Humans are naturally good at spotting outliers, provided we’re given enough data to form a clear mental model of what’s normal for a dataset. Graphs and other ways of visualizing data make this even easier for us. If we dig deep into a plot of time series data, we could spot all three types, even if it took us a while. However, it’s impractical for businesses to use manual outlier detection for hundreds, thousands, or millions of metrics.
Outlier detection and matters of the heart
It turns out that neural networks are also good at detecting outliers and, in some areas, are already better than humans in terms of recall (how well all the real outliers are identified) and precision (how many of the data points identified as outliers were outliers).
One example is the recently developed 34-layer convolutional neural network created by Stanford researchers, which outperforms board-certified cardiologists at heart arrhythmia detection. This neural net utilized a massive dataset of ECG recordings taken from people who wore a specific wearable heart monitor. This is one context where abstract statistical terms like precision and recall can mean the difference between life and death, especially for those who may not have access to a cardiologist.

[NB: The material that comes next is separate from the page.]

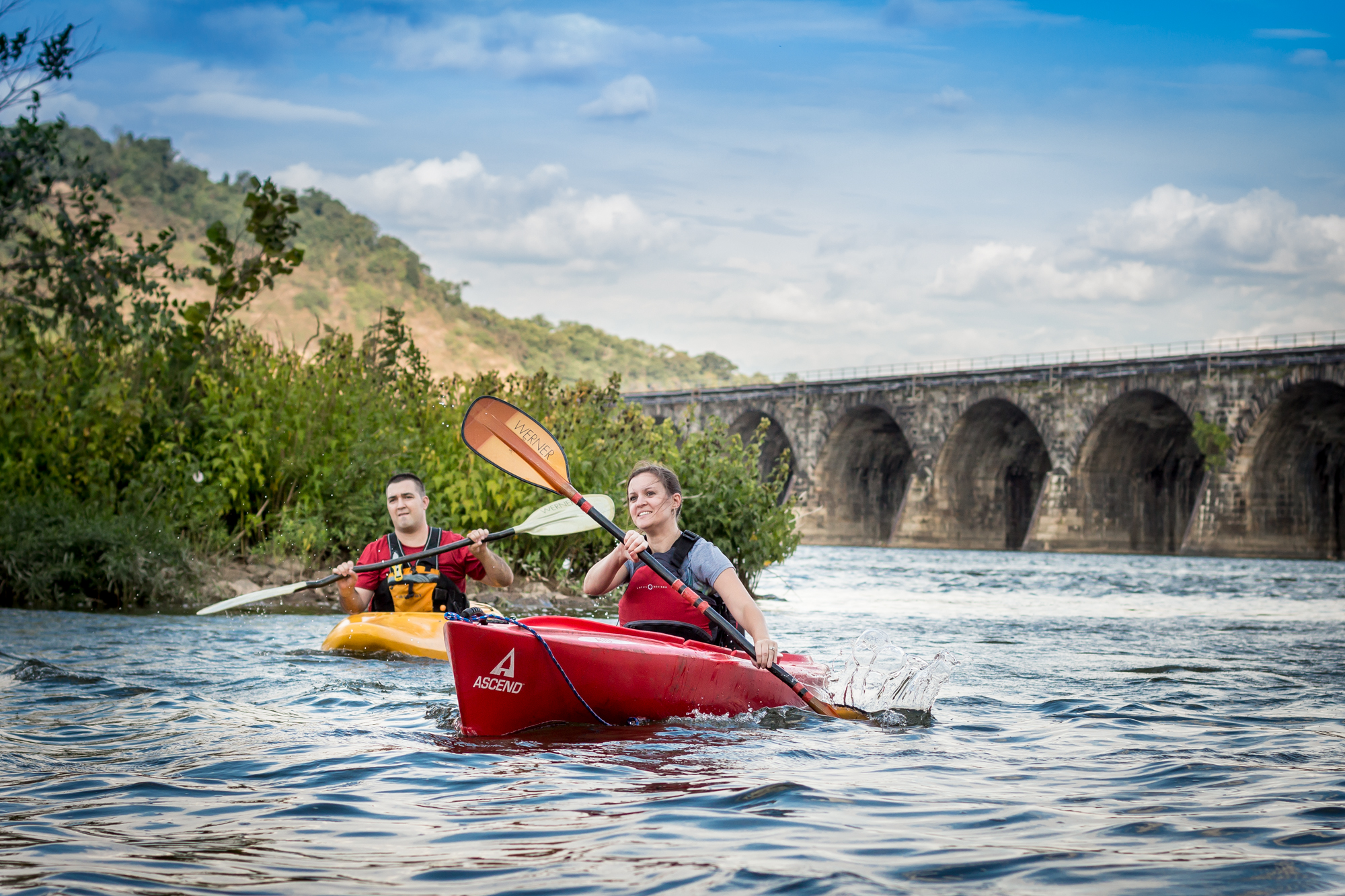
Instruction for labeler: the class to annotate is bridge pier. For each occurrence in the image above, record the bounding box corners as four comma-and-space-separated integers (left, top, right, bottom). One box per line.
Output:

Part of the team’s success was having a dataset of ECG recordings far larger than anyone who has attempted to use computers to detect heart arrhythmia accurately. They had this huge dataset because the research team partnered with the wearable heart monitor vendor, which was able to collect real data from its customers. Machine learning needs lots of data to learn from, just like we all needed to spend our first few years of life listening to and babbling at adults before we could speak in complete sentences.
Just like the heart arrhythmia example, real-time outlier detection vendor Anodot uses lots of data and neural nets to achieve high precision, recall, and conciseness in real time at the scale of millions of metrics. It does so by tailoring the specific statistical outlier tests to the distribution seen in the data and learning the “normal” behavior of a metric over time. Any data point that the statistical test identifies as outside of the normal range is labeled an outlier. This robust approach can identify all three types of outliers in any time series data.
Regarding business metrics, precision means catching only legitimate and significant outliers and not flooding analysts with false positives. Recall means not letting legitimate outliers slip through, like a price glitch that causes you to lose hundreds of dollars of revenue on every sale.
And hemorrhaging revenue is the last thing your company needs. Machine learning can pump new insights into your business, boosting your bottom line.